Vauxhall engineers have been testing the next-generation Corsa for months in Swedish Lapland, around 40km south of the Arctic Circle. Experts from the chassis control department have been using the harsh extremes of the environment to put the car through extensive chassis tuning programmes for balanced handling and comfort, as well as refining electronic stability, traction control and anti-lock brake systems on slippery surfaces – working in temperatures as low as minus 30 degrees Celsius. The control functions of the new Corsa must function reliably regardless of ice, snow, slush or asphalt, with any level of grip.
The new Corsa offers high levels of safety, comfort and driving dynamics, under the guidance of the test engineers who strike a balance between the ‘fun-to-drive’ qualities expected of the Vauxhall brand, with the limits and functionality set by the Electronic Stability Program (ESP) system. Vauxhall engineers will repeatedly lap the uniquely designed handling course – using both the oval and special surfaces – to continually optimise the control systems.
Testing with camouflaged cars began in Swedish Lapland last November. From January to March, the ice on the frozen lakes was around one metre thick, so that the test cars, snow-ploughs and water sprinklers could drive on them.

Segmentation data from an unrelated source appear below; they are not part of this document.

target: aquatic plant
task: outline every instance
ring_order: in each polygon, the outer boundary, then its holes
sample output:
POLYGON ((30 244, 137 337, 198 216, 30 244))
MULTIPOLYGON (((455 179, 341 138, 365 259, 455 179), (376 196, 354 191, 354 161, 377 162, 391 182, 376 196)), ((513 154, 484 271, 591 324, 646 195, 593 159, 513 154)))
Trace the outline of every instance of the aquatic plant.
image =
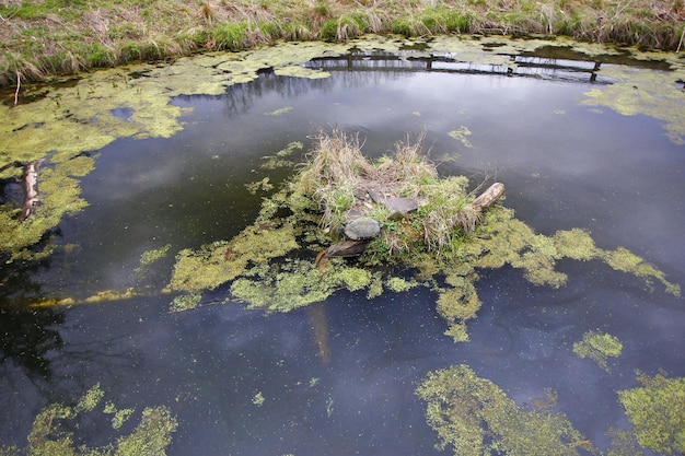
POLYGON ((600 367, 608 372, 608 358, 620 355, 623 343, 618 338, 599 331, 588 331, 582 340, 573 343, 573 352, 580 358, 590 358, 600 367))
POLYGON ((150 265, 164 258, 171 248, 171 244, 166 244, 160 248, 151 248, 140 254, 140 265, 133 270, 140 274, 144 272, 150 265))
POLYGON ((685 453, 685 378, 638 372, 637 379, 642 386, 618 391, 637 441, 660 454, 685 453))
POLYGON ((356 136, 321 133, 298 173, 263 200, 254 224, 231 241, 177 255, 169 289, 195 297, 177 297, 174 302, 183 305, 173 308, 199 304, 197 295, 224 283, 230 284, 227 301, 281 312, 325 301, 340 289, 367 290, 371 299, 421 285, 437 293, 445 334, 464 341, 465 324, 480 307, 479 269, 509 265, 534 284, 557 288, 568 279, 555 269, 558 260, 601 260, 680 293, 662 271, 624 248, 596 247, 583 230, 545 236, 502 204, 474 211, 467 186, 465 177, 438 175, 421 154, 420 137, 398 142, 394 154, 371 162, 356 136), (418 209, 394 218, 369 199, 370 192, 402 195, 417 201, 418 209), (326 256, 344 236, 340 227, 352 210, 375 218, 381 235, 368 241, 356 260, 326 256))
POLYGON ((549 410, 523 410, 492 382, 465 364, 434 371, 417 386, 427 402, 428 424, 438 433, 438 449, 454 455, 577 455, 592 444, 566 417, 549 410))
POLYGON ((166 407, 148 407, 142 410, 139 424, 127 435, 102 447, 88 447, 77 443, 74 430, 82 420, 93 420, 94 413, 114 413, 112 426, 118 430, 133 409, 117 410, 108 401, 97 411, 105 393, 95 384, 73 406, 51 404, 35 418, 24 451, 0 446, 0 455, 27 454, 31 456, 164 456, 172 441, 177 421, 166 407))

During the long polar nights, the engineers benefitted from the Vauxhall lighting technology, as customers will with the road-ready car.
The all-new Corsa has also undergone round-the-clock laboratory testing to check for electrical compatibility, as the new Vauxhall Corsa is packed with highly advanced electronic equipment.
The Corsa has also undergone round-the-clock laboratory testing to prove its electrical durability. The new model is equipped with a raft of highly advanced electrical systems, including the latest generation ESP and an all-new infotainment hub.